In this challenge, you’ll use your knowledge of Python and unsupervised learning to predict if cryptocurrencies are affected by 24-hour or 7-day price changes.
Prepare the Data
Use the StandardScaler() module from scikit-learn to normalize the data from the CSV file.
Create a DataFrame with the scaled data and set the "coin_id" index from the original DataFrame as the index for the new DataFrame.
Scaled DataFrame
Find the Best Value for k Using the Original Scaled DataFrame
Use the elbow method to find the best value for k using the following steps:
Create a list with the number of k values from 1 to 11.
Create an empty list to store the inertia values.
Create a for loop to compute the inertia with each possible value of k.
Create a dictionary with the data to plot the elbow curve.
Plot a line chart with all the inertia values computed with the different values of k to visually identify the optimal value for k.
Answer the following question in your notebook: What is the best value for k?
My answer: "Looking at the Elbow Curve ... the inertia value appears to plateau from the k value of 4. Therefore, the best value for k is 4."
Original Data Elbow Curve
Cluster Cryptocurrencies with K-means Using the Original Scaled Data
Use the following steps to cluster the cryptocurrencies for the best value for k on the original scaled data:
Initialize the K-means model with the best value for k.
Fit the K-means model using the original scaled DataFrame.
Predict the clusters to group the cryptocurrencies using the original scaled DataFrame.
Create a copy of the original data and add a new column with the predicted clusters.
Create a scatter plot using hvPlot as follows:
Set the x-axis as "price_change_percentage_24h" and the y-axis as "price_change_percentage_7d".
Color the graph points with the labels found using K-means.
Add the "coin_id" column in the hover_cols parameter to identify the cryptocurrency represented by each data point.
Original Data Scatter Plot:
Optimize Clusters with Principal Component Analysis
Using the original scaled DataFrame, perform a PCA and reduce the features to three principal components.
Retrieve the explained variance to determine how much information can be attributed to each principal component and then answer the following question in your notebook:
What is the total explained variance of the three principal components?
My answer: "The total explained variance for the three principal components is 0.895, or 89.5%. This shows that these three components account for the majority of the variance within the dataset."
Create a new DataFrame with the PCA data and set the "coin_id" index from the original DataFrame as the index for the new DataFrame.
PCA DataFrame:
Find the Best Value for k Using the PCA Data
Use the elbow method on the PCA data to find the best value for k using the following steps:
Create a list with the number of k-values from 1 to 11.
Create an empty list to store the inertia values.
Create a for loop to compute the inertia with each possible value of k.
Create a dictionary with the data to plot the Elbow curve.
Plot a line chart with all the inertia values computed with the different values of k to visually identify the optimal value for k.

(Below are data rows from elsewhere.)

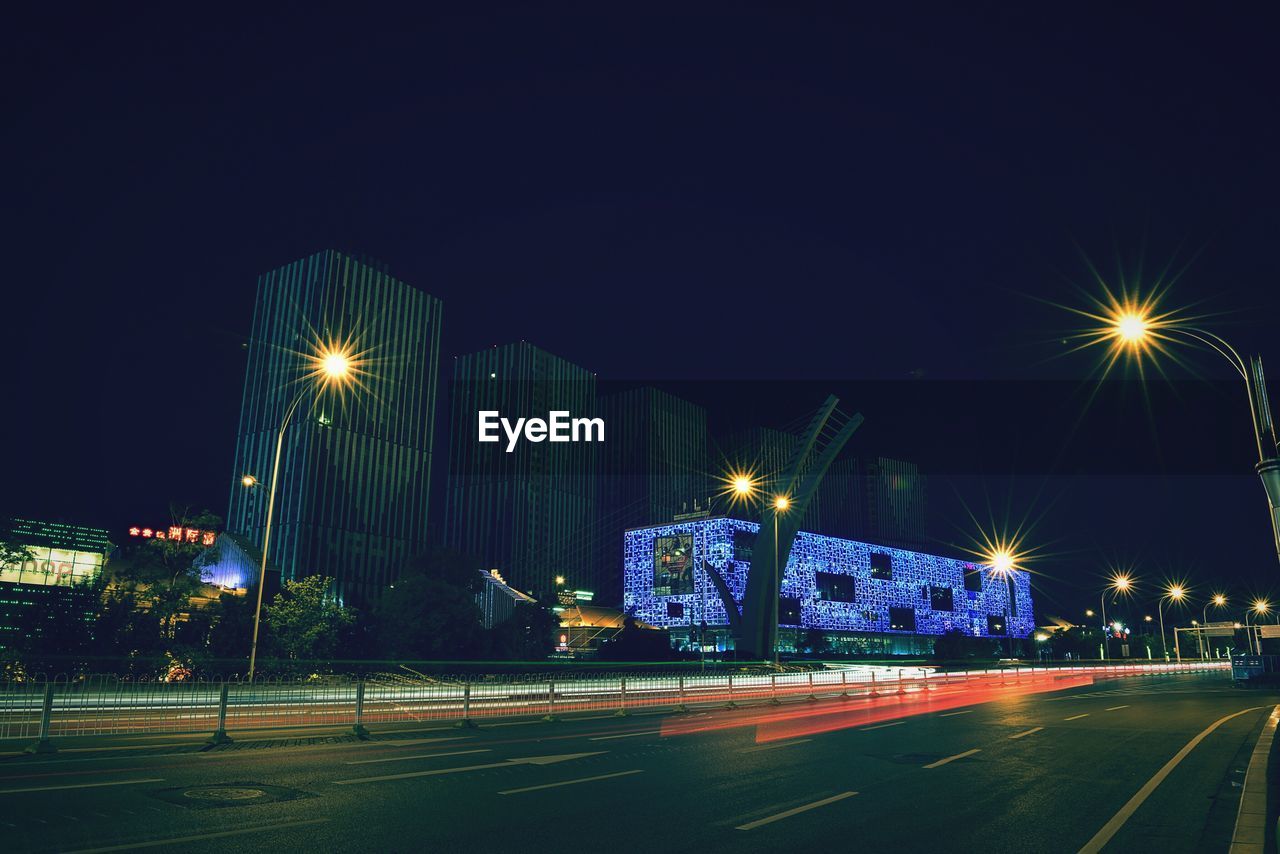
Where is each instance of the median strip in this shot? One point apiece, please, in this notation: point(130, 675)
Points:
point(796, 811)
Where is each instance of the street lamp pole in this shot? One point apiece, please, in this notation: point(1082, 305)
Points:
point(332, 365)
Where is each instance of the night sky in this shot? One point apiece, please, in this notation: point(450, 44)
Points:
point(880, 200)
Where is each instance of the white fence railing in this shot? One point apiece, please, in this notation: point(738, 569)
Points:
point(108, 704)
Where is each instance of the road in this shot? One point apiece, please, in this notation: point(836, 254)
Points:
point(1038, 767)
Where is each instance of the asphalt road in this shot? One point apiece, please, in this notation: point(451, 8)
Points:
point(1032, 768)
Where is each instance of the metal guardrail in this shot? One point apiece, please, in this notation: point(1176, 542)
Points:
point(48, 708)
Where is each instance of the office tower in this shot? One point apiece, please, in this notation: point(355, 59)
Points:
point(654, 470)
point(525, 508)
point(356, 457)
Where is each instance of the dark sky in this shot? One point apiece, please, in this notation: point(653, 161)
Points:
point(758, 191)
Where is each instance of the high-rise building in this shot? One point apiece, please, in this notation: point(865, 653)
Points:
point(356, 460)
point(525, 508)
point(653, 471)
point(895, 502)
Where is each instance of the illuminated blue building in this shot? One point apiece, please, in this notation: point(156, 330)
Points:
point(860, 596)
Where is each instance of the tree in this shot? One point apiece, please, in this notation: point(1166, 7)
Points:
point(430, 611)
point(306, 622)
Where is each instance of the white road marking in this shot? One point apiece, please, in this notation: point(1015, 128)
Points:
point(796, 811)
point(959, 756)
point(507, 763)
point(1118, 821)
point(1018, 735)
point(200, 836)
point(775, 744)
point(570, 782)
point(82, 785)
point(419, 756)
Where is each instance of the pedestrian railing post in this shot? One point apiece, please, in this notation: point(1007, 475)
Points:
point(622, 698)
point(219, 735)
point(551, 703)
point(359, 726)
point(46, 716)
point(466, 722)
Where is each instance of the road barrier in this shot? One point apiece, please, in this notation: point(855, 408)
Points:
point(48, 708)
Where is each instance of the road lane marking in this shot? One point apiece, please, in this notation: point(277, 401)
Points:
point(1118, 821)
point(959, 756)
point(81, 785)
point(507, 763)
point(1018, 735)
point(796, 811)
point(625, 735)
point(200, 836)
point(419, 756)
point(570, 782)
point(776, 744)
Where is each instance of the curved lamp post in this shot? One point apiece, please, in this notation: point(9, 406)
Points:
point(333, 366)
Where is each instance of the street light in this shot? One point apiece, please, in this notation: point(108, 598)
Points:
point(1260, 607)
point(1217, 601)
point(780, 506)
point(1134, 327)
point(1175, 593)
point(330, 366)
point(1119, 584)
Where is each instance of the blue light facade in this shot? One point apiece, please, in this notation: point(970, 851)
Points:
point(904, 588)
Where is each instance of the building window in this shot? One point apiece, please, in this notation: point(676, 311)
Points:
point(941, 598)
point(835, 587)
point(901, 619)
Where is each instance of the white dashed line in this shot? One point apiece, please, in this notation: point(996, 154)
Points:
point(959, 756)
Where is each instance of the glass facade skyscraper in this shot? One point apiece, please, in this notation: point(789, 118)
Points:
point(356, 461)
point(528, 512)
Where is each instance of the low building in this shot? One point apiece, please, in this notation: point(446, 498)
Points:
point(53, 584)
point(859, 597)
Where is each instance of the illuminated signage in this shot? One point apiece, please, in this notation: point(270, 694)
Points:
point(177, 533)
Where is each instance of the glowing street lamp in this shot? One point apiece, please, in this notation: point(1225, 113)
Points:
point(1120, 584)
point(1174, 593)
point(330, 366)
point(1134, 327)
point(781, 503)
point(1261, 607)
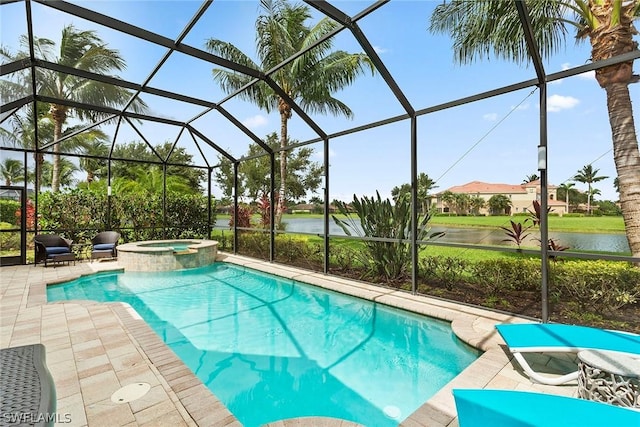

Answer the following question in your notebook:
What is the best value for k when using the PCA data?
My answer: "Looking at the elbow curve above, the best value for k using the PCA data is 4."
Does it differ from the best k value found using the original data?
My answer: "This does not differ from the best value of k found using the original data."
PCA Data Elbow Curve:
Cluster Cryptocurrencies with K-means Using the PCA Data
Use the following steps to cluster the cryptocurrencies for the best value for k on the PCA data:
Initialize the K-means model with the best value for k.
Fit the K-means model using the PCA data.
Predict the clusters to group the cryptocurrencies using the PCA data.
Create a copy of the DataFrame with the PCA data and add a new column to store the predicted clusters.
Create a scatter plot using hvPlot as follows:
Set the x-axis as "PCA1" and the y-axis as "PCA2".
Color the graph points with the labels found using K-means.
Add the "coin_id" column in the hover_cols parameter to identify the cryptocurrency represented by each data point.
PCA Data Scatter:
Visualize and Compare the Results
In this section, you will visually analyze the cluster analysis results by contrasting the outcome with and without using the optimization techniques.
Answer the following question:
What is the impact of using fewer features to cluster the data using K-Means?
My answer: "Using fewer features to cluster the data causes the majority clusters to become much more concentrated compared to the original data plot. The PCA plot, with fewer features, has also distanced cluster 3 (coin_id = "celsius-degree-token") from clusters 0 and 2 which is in contrast to the original data plot where cluster 3 appears to be amongst cluster 0. This clearly shows that there is a feature within the original data which is having a strong contribution to coin_id "celsius_degree_token" to have it's own cluster; which is not coming through on the plot. The PCA data, in my opinion, displays a much better representation of the clusters, and that 4 is in fact the correct number of clusters required for this dataset."
"Scikit-learn is an open source machine learning library that supports supervised and unsupervised learning. It also provides various tools for model fitting, data preprocessing, model selection, model evaluation, and many other utilities."